Azwinndindidi Calvin Mutheiwana is a man with plenty of stories to tell.

POLOKWANE – His first poetry book Mitodzi Ya Vhavhoni was co-authored by three writers. The second, Shadows of Dusk, was sent for publication but unfortunately the publishers refused to publish it on the ground that it would foment national tension.

It was finally published in 2009 by J.P Publishers in Polokwane. The third book, The Struggle for the Freedom Charter and its Class Content in South Africa: What has Gone Wrong? was published in 2013 and reflects revisionist tendencies of the post-Apartheid period, including the erosion of the democratic vision the ANC stood for.

It projects pitfalls in our new democracy and the failure of revolutionary leaders to defend the revolution. The fourth book, Prayers Pocket Book for All Nations, was published in 2016 and covers various subjects on God and spirituality.

Mutheiwana hails from Tshakhuma and started writing poems as early as the mid-seventies. Majority of the poems during this period were influenced by the political environment of the time.

He was honoured by the Emmanuel Bible Correspondence and awarded a certificate in Bible Doctrine.

He attended the University of the North in 1980. Alhough he wanted to enroll for a law degree, he ended up doing a bachelor of administration majoring in public administration and politics.

In 1980, the majority of students who had been elected into a new student organisation, Azania Student Organisation (Azaso), formed in 1979, skipped the country.

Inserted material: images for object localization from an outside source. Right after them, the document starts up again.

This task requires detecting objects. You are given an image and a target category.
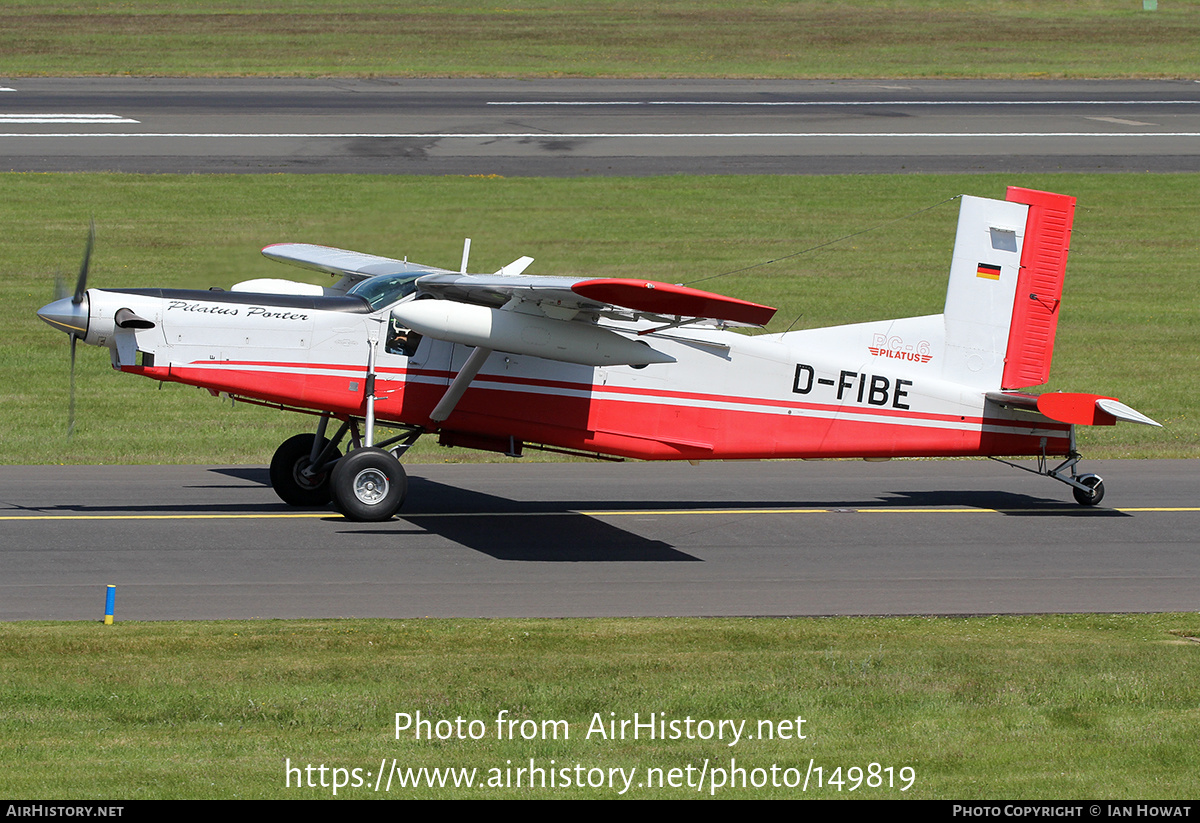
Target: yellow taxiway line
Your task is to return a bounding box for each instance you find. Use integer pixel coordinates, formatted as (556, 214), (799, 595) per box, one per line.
(2, 507), (1197, 521)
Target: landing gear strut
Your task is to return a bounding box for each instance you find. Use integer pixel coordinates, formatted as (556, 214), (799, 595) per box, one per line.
(989, 428), (1105, 507)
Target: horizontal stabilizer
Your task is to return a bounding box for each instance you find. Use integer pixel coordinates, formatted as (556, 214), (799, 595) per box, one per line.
(571, 279), (776, 326)
(986, 391), (1161, 427)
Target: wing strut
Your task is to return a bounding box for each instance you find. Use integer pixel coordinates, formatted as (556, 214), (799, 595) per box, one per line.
(430, 346), (493, 423)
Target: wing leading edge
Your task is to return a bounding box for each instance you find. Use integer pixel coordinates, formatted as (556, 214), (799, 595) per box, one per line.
(261, 243), (454, 293)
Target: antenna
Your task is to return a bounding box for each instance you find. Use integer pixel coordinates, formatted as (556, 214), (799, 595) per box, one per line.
(460, 238), (471, 274)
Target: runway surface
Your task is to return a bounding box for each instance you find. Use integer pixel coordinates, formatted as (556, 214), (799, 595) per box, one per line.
(1, 460), (1196, 620)
(3, 77), (1200, 174)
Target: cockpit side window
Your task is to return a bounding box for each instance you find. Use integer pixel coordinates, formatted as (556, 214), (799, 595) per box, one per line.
(347, 274), (421, 310)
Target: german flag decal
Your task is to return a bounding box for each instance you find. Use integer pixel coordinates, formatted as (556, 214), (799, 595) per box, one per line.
(976, 262), (1002, 280)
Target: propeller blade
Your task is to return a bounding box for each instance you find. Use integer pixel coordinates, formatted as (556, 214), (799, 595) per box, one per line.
(68, 335), (77, 439)
(73, 219), (94, 305)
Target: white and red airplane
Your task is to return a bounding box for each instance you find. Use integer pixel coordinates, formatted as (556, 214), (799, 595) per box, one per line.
(38, 186), (1159, 520)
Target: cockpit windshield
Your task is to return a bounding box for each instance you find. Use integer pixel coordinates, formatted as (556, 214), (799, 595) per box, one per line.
(347, 274), (421, 310)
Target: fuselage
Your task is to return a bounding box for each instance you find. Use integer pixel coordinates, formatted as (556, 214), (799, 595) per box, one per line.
(75, 285), (1070, 462)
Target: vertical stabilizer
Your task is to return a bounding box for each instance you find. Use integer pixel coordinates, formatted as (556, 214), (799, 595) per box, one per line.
(941, 195), (1029, 389)
(940, 188), (1076, 390)
(1001, 187), (1076, 389)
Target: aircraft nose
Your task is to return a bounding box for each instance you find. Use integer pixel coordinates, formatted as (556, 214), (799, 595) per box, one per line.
(37, 295), (89, 337)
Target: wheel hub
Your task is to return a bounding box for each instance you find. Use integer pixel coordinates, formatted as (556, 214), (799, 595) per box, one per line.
(293, 459), (322, 489)
(353, 468), (389, 504)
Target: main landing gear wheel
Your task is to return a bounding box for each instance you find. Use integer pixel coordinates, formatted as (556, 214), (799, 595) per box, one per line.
(269, 433), (342, 507)
(331, 447), (407, 521)
(1072, 474), (1105, 507)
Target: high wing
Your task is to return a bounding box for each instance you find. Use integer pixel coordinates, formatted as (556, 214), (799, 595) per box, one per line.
(261, 242), (777, 328)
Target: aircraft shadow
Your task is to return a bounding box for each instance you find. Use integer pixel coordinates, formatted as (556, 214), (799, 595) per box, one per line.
(210, 469), (691, 561)
(203, 467), (274, 486)
(345, 514), (694, 562)
(198, 469), (1129, 563)
(342, 477), (695, 562)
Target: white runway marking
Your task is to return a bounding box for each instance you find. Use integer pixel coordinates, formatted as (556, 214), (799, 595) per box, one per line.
(487, 99), (1200, 107)
(0, 113), (139, 123)
(1, 131), (1197, 139)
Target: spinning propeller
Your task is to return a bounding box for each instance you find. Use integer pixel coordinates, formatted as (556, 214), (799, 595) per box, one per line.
(37, 221), (95, 437)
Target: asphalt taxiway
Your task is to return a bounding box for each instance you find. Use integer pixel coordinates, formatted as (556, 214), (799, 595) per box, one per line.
(3, 77), (1200, 174)
(1, 459), (1195, 620)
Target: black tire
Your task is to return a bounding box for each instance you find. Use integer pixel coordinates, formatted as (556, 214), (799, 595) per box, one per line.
(269, 433), (342, 507)
(330, 447), (407, 521)
(1072, 474), (1105, 507)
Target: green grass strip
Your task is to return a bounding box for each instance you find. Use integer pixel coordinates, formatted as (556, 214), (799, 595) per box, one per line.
(1, 1), (1198, 78)
(2, 615), (1198, 798)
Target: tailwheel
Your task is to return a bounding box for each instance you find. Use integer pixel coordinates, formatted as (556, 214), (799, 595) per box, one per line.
(331, 447), (407, 521)
(1072, 474), (1105, 507)
(269, 433), (342, 507)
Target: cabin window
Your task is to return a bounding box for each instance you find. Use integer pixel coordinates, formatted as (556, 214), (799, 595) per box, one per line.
(386, 318), (422, 357)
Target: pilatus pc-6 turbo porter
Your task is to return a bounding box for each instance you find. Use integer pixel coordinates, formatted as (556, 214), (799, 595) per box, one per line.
(38, 187), (1159, 521)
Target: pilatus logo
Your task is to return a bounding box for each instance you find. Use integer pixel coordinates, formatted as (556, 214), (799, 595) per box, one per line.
(868, 333), (932, 363)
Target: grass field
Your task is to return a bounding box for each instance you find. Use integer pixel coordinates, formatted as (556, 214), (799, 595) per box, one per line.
(5, 172), (1193, 465)
(2, 615), (1198, 799)
(1, 1), (1198, 79)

Azwinndini, who was not there when Azaso was formed in 1979, was entrusted with the responsibility of building Azaso. He was introduced to Benny Monama, who after liberation became one the director generals of Limpopo, together they regrouped and started building Azaso from scratch. It was during the same period that he was elected as chairperson of Public Administration and Political Science Student Society in 1981. As the chairperson of Azaso, he and other students were involved in helping and encouraging student activities in the campus.

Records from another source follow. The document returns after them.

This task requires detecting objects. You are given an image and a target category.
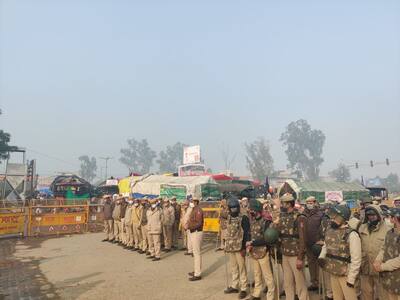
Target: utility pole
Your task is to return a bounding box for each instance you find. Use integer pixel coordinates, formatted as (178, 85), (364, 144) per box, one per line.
(99, 157), (113, 180)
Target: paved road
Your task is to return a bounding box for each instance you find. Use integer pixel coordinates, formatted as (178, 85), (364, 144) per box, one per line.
(0, 233), (321, 300)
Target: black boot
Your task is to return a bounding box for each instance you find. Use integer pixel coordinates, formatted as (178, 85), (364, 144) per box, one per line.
(238, 291), (247, 299)
(224, 287), (239, 294)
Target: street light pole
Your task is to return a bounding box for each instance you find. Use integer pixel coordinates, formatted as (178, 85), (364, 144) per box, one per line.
(99, 157), (113, 180)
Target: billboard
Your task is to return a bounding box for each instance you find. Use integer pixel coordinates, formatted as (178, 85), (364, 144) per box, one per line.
(183, 145), (201, 165)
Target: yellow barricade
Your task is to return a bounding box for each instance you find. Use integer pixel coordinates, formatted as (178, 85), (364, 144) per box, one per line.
(202, 207), (221, 233)
(0, 208), (26, 236)
(29, 204), (88, 236)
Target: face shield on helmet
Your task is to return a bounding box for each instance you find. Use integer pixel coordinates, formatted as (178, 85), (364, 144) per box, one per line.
(227, 197), (240, 217)
(329, 204), (350, 228)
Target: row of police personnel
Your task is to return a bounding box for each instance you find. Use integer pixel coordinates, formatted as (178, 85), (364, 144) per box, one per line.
(102, 194), (205, 281)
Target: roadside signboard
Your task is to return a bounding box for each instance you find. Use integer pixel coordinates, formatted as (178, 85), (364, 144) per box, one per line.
(183, 145), (201, 165)
(325, 191), (344, 202)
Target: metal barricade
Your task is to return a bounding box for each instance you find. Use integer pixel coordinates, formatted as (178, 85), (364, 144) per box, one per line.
(28, 204), (89, 236)
(200, 202), (221, 233)
(87, 203), (105, 232)
(0, 207), (28, 238)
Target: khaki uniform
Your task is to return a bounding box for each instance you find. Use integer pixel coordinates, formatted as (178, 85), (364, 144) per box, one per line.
(104, 219), (114, 240)
(162, 204), (175, 250)
(183, 206), (193, 254)
(225, 214), (247, 292)
(188, 205), (204, 277)
(180, 206), (189, 249)
(277, 211), (309, 300)
(124, 204), (134, 247)
(132, 204), (143, 249)
(112, 203), (122, 242)
(119, 202), (128, 244)
(375, 227), (400, 300)
(140, 205), (149, 252)
(147, 207), (163, 258)
(319, 225), (362, 300)
(172, 203), (181, 248)
(359, 205), (391, 300)
(103, 200), (114, 240)
(249, 217), (275, 300)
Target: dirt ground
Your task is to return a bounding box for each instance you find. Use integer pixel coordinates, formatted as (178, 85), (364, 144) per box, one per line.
(0, 233), (321, 300)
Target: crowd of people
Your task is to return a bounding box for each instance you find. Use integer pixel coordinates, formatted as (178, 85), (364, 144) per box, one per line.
(101, 193), (400, 300)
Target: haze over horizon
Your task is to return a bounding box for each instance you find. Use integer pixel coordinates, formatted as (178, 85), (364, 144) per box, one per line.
(1, 1), (399, 181)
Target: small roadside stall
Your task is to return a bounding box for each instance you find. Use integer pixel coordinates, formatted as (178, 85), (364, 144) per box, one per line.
(278, 179), (370, 210)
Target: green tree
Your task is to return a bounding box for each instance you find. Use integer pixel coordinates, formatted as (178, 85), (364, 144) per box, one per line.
(382, 173), (400, 193)
(78, 155), (97, 182)
(280, 119), (326, 180)
(157, 142), (186, 173)
(245, 137), (274, 181)
(120, 138), (156, 174)
(329, 163), (351, 182)
(0, 110), (17, 162)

“To be a writer means to be pathfinders and a source of knowledge. What has motivated me in writing is a search for knowledge and understanding contrast in society to find reality, that out of unity and struggle of opposites we must be able to find truth or reality.

“I was highly influenced by writers such as Ngugi Wa Thiogo, Nkwame Nkrumah, Oginga Odinga, Martin Luther King Junior, Karl Marx, Steve Biko, Vladimir Lenin, Mao Tse Tong, and Amilcar Cabral. These writers were confronted with a society they wanted to change, a society where there was struggle between opposites, wealth and poverty, starvation and prosperity, good and evil, justice and injustice. Each time these opposites faced each other in a vicious way. They faced the challenges, either in their written work or in action.”

He said the biggest challenge he came across in the writing industry, especially if you are publishing for the first time, is non-acceptance of the manuscript.

“The second challenge is marketing your books, especially if one opts not to give the manuscript to publishing companies, were you get royalties. Fortunately, there are companies that are promoting self-publishing, and though expensive, at least you own the book 100%.”

He told BONUS that his wife, Lepono Mutheiwana, encourages him, sometimes by reading the manuscript as it develops, and by staying awake as he writes. “At times she asks how far the manuscript is progressing. My children read my manuscripts and question certain views and conclusions, which ensues in a lot of debate,” he explains.